LEWISTOWN NEWS-ARGUS
April 11, 2015


Look to European model for land ownership

Dear Editor,
 

I am extremely disappointed that more of Montana’s citizens are not enthusiastically supporting the efforts of the majority leadership in the Montana Legislature, recently joined by our junior U.S. senator, to divest the federal public lands and transfer them to the state. This transfer to the states should be but a brief prelude to their sale and privatization, so they can be put to proper use by America’s wealthy.

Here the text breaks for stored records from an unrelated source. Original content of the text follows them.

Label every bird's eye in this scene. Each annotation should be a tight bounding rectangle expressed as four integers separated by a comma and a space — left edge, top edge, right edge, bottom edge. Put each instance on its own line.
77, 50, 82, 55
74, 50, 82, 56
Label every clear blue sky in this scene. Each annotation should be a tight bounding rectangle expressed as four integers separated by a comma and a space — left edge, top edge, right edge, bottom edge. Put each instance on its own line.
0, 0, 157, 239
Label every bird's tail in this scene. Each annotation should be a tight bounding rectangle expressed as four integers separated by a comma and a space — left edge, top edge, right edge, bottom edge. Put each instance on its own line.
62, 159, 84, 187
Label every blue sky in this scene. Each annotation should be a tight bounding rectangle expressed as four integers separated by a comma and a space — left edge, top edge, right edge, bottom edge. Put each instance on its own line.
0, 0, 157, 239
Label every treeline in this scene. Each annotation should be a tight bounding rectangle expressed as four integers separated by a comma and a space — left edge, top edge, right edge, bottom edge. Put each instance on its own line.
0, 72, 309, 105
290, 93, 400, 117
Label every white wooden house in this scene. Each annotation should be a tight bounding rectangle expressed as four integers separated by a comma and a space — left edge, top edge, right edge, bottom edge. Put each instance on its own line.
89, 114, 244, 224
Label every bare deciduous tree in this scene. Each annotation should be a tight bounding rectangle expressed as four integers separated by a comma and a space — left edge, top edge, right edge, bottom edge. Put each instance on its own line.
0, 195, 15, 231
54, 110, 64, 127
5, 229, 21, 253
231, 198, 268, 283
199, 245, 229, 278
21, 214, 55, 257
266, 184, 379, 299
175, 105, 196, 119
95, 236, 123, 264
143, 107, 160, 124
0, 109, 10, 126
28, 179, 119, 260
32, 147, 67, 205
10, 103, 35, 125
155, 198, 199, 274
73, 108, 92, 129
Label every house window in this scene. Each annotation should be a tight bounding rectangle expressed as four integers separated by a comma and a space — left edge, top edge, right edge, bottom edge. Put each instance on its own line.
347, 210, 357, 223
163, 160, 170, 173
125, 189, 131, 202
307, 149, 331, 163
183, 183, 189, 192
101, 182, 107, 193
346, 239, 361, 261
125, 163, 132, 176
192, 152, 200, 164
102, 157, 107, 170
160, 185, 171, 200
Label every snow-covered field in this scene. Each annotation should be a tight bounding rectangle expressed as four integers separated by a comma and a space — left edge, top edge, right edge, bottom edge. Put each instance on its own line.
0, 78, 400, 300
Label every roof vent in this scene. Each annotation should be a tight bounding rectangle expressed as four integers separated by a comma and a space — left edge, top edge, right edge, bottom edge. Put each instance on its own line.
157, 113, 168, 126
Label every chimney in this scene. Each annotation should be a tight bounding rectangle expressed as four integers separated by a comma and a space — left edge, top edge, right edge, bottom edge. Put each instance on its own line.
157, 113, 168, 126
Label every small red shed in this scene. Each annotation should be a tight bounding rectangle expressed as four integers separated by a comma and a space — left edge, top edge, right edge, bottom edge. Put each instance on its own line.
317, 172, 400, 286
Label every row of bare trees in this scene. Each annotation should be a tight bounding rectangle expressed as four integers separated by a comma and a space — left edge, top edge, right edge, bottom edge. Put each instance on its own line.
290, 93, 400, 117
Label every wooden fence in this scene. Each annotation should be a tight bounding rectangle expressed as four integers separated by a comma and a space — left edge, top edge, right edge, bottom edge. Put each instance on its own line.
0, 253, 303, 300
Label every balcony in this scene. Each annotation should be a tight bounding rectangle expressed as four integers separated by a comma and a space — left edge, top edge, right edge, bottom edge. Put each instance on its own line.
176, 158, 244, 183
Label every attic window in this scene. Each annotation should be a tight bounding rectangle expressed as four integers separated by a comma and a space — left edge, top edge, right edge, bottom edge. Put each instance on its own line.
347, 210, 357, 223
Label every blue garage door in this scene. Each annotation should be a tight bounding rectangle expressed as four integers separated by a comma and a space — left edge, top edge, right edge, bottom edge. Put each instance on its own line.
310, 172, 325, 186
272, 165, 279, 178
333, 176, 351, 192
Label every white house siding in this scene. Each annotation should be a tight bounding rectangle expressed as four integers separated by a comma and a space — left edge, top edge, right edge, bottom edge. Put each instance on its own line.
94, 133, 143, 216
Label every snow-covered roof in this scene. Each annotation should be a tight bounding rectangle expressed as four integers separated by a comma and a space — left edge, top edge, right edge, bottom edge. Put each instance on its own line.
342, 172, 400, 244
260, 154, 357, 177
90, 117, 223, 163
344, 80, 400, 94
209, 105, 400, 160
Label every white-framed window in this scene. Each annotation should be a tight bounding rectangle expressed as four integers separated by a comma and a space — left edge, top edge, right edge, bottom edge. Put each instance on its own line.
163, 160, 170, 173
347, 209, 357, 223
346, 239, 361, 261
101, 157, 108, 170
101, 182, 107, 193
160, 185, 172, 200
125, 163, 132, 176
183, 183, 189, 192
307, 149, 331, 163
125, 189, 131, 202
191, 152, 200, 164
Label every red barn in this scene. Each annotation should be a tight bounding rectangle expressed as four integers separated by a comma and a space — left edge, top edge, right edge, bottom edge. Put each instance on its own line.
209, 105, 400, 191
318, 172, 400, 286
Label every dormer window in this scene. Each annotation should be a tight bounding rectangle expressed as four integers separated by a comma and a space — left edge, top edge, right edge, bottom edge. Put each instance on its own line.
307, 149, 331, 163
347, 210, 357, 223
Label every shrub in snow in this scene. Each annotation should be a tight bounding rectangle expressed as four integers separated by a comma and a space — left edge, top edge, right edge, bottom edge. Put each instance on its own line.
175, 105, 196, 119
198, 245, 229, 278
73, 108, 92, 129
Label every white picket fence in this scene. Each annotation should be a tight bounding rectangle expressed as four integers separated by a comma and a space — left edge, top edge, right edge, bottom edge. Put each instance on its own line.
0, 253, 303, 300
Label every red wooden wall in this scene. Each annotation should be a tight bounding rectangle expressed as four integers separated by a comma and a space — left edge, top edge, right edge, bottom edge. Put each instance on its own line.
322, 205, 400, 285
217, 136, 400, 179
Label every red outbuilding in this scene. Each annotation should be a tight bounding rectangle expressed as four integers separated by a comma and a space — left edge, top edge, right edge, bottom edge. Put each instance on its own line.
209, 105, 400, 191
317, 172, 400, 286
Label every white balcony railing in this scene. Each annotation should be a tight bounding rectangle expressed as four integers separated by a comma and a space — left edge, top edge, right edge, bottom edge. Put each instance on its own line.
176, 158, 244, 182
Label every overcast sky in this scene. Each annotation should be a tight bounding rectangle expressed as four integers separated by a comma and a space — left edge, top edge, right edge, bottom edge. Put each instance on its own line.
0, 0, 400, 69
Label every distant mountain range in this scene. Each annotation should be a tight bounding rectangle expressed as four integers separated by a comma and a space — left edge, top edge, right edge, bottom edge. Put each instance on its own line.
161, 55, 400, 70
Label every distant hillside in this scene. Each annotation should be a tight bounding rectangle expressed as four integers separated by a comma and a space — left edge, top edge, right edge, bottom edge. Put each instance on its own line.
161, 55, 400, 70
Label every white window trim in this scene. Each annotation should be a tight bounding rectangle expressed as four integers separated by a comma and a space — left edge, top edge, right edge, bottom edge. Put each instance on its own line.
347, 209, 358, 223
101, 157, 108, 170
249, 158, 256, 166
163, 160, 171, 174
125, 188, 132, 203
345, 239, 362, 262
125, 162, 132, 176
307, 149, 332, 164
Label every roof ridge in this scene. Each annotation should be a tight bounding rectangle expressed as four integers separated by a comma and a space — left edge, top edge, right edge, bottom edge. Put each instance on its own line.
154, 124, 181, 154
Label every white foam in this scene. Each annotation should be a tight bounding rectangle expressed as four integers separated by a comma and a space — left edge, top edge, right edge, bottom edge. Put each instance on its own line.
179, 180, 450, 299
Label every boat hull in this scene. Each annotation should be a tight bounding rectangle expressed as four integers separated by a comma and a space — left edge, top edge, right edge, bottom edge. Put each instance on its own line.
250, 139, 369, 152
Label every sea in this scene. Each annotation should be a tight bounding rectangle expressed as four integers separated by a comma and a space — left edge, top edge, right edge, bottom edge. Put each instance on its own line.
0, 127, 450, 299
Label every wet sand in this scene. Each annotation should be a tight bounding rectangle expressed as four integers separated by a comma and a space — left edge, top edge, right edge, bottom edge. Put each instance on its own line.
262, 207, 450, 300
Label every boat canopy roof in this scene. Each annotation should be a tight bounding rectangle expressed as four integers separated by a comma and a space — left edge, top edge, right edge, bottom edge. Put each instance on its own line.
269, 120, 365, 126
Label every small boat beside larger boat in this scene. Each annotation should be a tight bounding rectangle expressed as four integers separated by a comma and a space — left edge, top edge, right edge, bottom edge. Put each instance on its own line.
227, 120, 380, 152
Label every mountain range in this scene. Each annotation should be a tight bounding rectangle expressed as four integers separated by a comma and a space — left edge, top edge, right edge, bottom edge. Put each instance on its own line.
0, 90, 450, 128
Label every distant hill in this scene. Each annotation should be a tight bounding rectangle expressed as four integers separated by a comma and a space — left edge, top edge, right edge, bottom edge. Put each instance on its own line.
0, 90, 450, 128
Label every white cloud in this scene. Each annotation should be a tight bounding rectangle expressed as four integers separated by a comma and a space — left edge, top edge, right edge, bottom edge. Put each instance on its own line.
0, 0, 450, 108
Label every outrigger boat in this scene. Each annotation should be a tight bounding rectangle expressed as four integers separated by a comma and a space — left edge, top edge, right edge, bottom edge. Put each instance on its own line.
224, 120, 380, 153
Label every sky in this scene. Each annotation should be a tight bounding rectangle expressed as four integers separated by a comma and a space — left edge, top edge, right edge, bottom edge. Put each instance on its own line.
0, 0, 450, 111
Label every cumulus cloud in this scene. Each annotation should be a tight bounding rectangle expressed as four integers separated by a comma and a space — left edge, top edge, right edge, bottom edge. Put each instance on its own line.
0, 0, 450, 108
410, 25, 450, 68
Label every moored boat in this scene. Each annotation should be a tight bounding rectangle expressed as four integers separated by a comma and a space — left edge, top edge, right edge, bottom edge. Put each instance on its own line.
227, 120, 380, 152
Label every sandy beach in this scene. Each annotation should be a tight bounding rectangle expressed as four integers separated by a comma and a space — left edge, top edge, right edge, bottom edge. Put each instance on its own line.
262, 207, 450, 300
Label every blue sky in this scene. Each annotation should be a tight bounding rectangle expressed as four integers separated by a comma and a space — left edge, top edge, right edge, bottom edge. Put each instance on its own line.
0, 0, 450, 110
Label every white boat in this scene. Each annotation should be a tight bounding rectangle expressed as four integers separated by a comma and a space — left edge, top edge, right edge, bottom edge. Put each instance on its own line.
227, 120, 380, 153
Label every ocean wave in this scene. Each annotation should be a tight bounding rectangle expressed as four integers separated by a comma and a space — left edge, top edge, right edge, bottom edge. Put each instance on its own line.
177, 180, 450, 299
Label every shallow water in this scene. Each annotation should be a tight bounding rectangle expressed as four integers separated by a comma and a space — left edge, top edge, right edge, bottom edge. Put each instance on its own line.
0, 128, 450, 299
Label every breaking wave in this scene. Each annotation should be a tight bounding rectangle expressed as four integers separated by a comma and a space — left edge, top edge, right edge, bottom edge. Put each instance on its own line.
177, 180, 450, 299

We should applaud the efforts of these representatives and their financial backers to return the public estate to private ownership. For over 200 years, the United States has increasingly strayed from its European roots and traditions of exclusive private land ownership by the wealthy and gentry.

The silliness of President Theodore Roosevelt’s National Forest, National Wildlife Refuges and other conservation innovations can be put aside in this great effort to revert to the European model of land ownership and resource management. 

As Montana’s population and its out-of-state ownership
grow, there simply won’t be enough high quality hunting and fishing for everyone. As these amenities become more coveted it makes sense that we cash them in for the enjoyment of the most deserving – those who can pay.


The European model of fish and wildlife ownership by the privileged and hunting and fishing for the wealthy and their friends is a good use of these commodities and maximizes their economic value.

Alas, there will always be public land. It is inevitable that some of the arid, ugly lands devoid of game and sport fish will not be sold. Here the public can cling to this ill-considered land use.
 

Ancillary benefits to privatization of the public lands include the jobs that are created in an increasingly difficult economy. The vast, private estates will require gillies and gamekeepers. Enormous numbers of employees will be required to fence and patrol these lands against trespass.
People will be needed to conduct the driven bird and game shoots. Privatization will eliminate all this fuss about public access. Seemingly, endless time is wasted on these access issues. Your newspaper alone will save barrels of ink.

We need to get behind this effort to privatize the public lands and get back to the model of European hunting and fishing.